Kurz darauf öffnet die 61-Jährige eine Klappe am Antriebshaus der Fußgängerbrücke, die sich über die Ein- und Ausfahrt des Vegesacker Hafens spannt. Dahinter verbirgt sich ein Tastenfeld für die elektronische Steuerung der Klappbrücke. Leichsenring tippt ihren Benutzernamen und ein Kennwort ein, ein Bimmeln ertönt und die erste Schranke der Brücke senkt sich hinab. „Jetzt hat jeder auf der Brücke noch genug Zeit, rüber zu gehen.“
Eine letzte Sichtkontrolle. Niemand mehr auf der Brücke? Erst dann wird die zweite Schranke geschlossen und der innere Mechanismus der Brücke in Gang gesetzt. Ein integriertes Gegengewicht klappt die eine Hälfte der 42 Meter langen Überquerung auf, bis sie fast senkrecht steht. „Das ist schon eine sehr raffinierte Konstruktion“, sagt Leichsenring und kommt regelrecht ins Schwärmen. „Ich finde diese Brücke einfach schön. Diese Leichtigkeit. Durch die Lochbleche erscheint sie fast transparent. Und alles in harmonisch geschwungenen Linien ...“
Tide bestimmt den Dienstplan
Kurz darauf tuckert die „Mien Wicht“ durch die geöffnete Brücke in Richtung Weser.
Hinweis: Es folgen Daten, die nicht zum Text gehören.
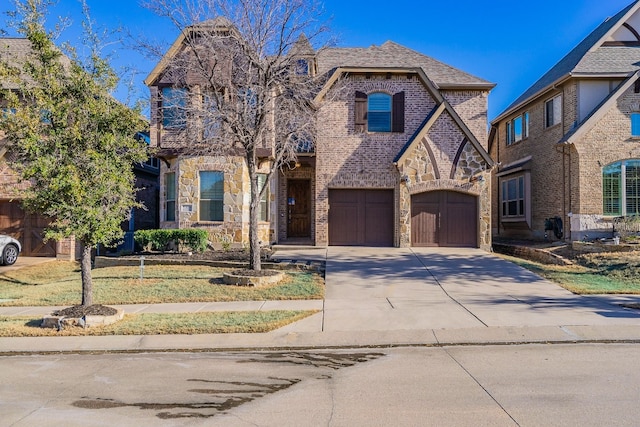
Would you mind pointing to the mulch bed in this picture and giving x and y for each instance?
(81, 311)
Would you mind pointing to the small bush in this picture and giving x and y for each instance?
(160, 240)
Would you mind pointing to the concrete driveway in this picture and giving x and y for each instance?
(382, 289)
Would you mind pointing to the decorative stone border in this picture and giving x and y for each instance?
(60, 322)
(239, 279)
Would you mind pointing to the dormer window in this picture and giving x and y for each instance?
(379, 112)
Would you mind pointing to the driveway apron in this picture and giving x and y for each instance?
(437, 288)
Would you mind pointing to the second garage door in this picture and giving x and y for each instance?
(361, 217)
(444, 218)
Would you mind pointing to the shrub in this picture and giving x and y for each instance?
(161, 240)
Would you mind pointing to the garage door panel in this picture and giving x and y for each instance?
(361, 217)
(444, 218)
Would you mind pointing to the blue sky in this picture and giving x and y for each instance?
(508, 43)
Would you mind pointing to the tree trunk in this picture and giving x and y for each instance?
(254, 241)
(87, 282)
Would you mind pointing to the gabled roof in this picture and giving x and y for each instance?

Vater und Sohn winken vom Deck des kleinen Plattbodenschiffs. „Schönen Dank für alles.“ Sigrid Leichsenring winkt zurück. „Tschüss. Kommt mal wieder.“ Die Brücke für ein- und auslaufende Boote zu öffnen, ist die wichtigste Aufgabe der Hafenmeisterin. „In guten Jahren komm‘ ich auf 700 Brückenöffnungen“, sagt sie und bedient den Schließmechanismus.
Der Vegesacker Hafen ist ein Tidenhafen. Alles richtet sich hier nach dem Wasser. Auch der Dienstplan von Sigrid Leichsenring. Ihr gefällt das. „Das ist irgendwie naturverbunden.“ Vor 20 Jahren, als sie offiziell ihren Dienst als Hafenmeisterin antrat, war eine ihrer ersten Amtshandlungen, die bis dahin geltenden offiziellen Zeiten für das Öffnen und Schließen der Brücke abzuschaffen. „Feste Zeiten gehen am Bedarf vorbei“, erklärt sie. „Der Hauptbetrieb ist zu den Hochwasserzeiten. Da setzen sich die Segler gerne auf die Strömung drauf.“
Meistens öffnet sie die Brücke auf Wunsch. Die Telefonnummer hängt aus. „Ruft mich einfach an, dann schaue ich, was ich tun kann“, lautet ihre Devise. „Na ja“, schiebt sie eine kleine Einschränkung hinterher, „sagen wir zwischen 7 und 22 Uhr.“ Und wenn sie ein paarmal im Jahr um eine Ausnahme gebeten wird, geht auch das klar.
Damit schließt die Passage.